伸びる木材自給率 供給安定で9年連続

 日本の木材自給率が9年連続で上昇している。林野庁が発表した2019年の木材自給率は、前年比1・2ポイント増の37・8%。9年間で11・5ポイント上昇し、19年度のカロリーベースの食料自給率とほぼ並んだ。食料自給率が横ばいを続ける中、まだ低いとはいえ、なぜ木材自給率は上がるのか。同庁は、国産材が戦後に造林した人工林から安定供給可能となったことや、輸入材より価格変動が小さく、扱いやすいことなどが背景にあるとみる。

 木材自給率は、木材の総需要量に占める国内生産量の割合を示す。10年は26・3%だった。1960年には89・2%だったが、木材輸入自由化の影響などで下落を続け、2002年には18・8%に。だが、その後は長期的に上昇傾向にある。一方、10年度に39%だったカロリーベースの食料自給率は、19年度に38%。かつては上回っていた木材自給率に並ばれた。

 同庁は、需要量が多い建築用を中心に、輸入材から国産材への切り替えが進んだことが木材自給率を上げた一因と分析する。近年、国内の人工林の多くが利用期を迎えたことで安定供給が可能となり、需要に応えられるようになったという。

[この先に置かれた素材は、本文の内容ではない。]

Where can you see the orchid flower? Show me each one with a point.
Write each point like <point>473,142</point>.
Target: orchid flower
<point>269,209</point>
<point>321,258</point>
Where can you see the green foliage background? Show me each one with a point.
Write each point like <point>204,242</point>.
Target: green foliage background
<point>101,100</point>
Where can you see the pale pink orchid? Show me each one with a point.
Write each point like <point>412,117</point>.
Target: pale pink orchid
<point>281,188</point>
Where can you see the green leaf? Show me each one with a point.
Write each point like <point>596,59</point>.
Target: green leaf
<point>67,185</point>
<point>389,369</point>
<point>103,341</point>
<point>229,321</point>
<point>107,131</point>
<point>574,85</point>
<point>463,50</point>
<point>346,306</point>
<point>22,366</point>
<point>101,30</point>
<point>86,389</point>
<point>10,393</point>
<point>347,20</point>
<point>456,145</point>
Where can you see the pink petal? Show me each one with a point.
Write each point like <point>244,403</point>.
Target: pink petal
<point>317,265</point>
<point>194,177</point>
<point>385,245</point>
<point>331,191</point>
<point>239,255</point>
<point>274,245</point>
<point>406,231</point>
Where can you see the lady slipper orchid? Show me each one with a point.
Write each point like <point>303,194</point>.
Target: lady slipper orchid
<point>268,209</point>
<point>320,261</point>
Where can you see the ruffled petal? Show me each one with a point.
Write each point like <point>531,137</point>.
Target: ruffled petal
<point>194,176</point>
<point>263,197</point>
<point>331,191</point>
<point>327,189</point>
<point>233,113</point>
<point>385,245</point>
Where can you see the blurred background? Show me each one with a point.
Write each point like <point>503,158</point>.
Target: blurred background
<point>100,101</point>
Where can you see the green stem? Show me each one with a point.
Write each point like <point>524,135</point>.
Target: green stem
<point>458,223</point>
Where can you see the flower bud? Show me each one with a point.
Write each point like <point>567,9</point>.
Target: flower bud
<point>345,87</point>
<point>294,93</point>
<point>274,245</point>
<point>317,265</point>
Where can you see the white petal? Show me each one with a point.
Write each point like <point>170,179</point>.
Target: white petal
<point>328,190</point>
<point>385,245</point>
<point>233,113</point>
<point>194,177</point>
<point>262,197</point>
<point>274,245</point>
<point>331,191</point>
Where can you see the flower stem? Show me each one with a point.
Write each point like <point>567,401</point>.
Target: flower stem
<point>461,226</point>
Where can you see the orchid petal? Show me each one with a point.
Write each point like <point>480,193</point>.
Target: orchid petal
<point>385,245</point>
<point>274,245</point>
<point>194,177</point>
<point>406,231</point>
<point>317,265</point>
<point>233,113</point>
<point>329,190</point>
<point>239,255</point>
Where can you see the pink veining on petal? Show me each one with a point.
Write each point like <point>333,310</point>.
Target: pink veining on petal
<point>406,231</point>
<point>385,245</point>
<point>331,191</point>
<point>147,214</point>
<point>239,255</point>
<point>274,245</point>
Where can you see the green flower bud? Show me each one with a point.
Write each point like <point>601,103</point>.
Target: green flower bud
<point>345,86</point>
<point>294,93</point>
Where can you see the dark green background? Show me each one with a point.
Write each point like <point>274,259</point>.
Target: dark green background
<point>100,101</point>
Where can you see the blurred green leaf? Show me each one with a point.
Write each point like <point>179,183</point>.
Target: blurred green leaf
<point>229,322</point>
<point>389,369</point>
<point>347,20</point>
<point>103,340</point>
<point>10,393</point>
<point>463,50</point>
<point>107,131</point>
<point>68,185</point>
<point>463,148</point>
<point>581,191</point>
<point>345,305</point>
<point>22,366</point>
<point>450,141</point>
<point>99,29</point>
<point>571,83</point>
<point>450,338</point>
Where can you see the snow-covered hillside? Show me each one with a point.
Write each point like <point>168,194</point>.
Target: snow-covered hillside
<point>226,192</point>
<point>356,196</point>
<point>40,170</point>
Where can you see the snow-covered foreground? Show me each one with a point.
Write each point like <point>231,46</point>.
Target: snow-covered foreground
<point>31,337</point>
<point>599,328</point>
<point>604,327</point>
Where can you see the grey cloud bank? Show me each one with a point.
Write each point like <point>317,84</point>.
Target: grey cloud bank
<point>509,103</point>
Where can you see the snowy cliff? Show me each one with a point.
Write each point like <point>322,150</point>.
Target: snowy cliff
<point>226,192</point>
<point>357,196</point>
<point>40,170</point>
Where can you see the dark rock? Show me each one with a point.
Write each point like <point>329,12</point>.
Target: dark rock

 為替などの影響で価格変動が大きい輸入材が高騰した際に、価格が比較的安定している国産材の利用が増えた可能性もあるとみる。輸出税の引き上げや森林資源の枯渇といった主要な輸出国の事情で、長期的に輸入量が減少傾向にあることも国産材の利用増加につながっているという。

 ただ、新型コロナウイルスの影響で、主要な需要先となる20年の住宅着工数は前年同月比で1割程度減少。同庁は「今後の木材需要にも確実に影響は出てくる」(企画課)と想定しており、自給率の下落につながる可能性もある。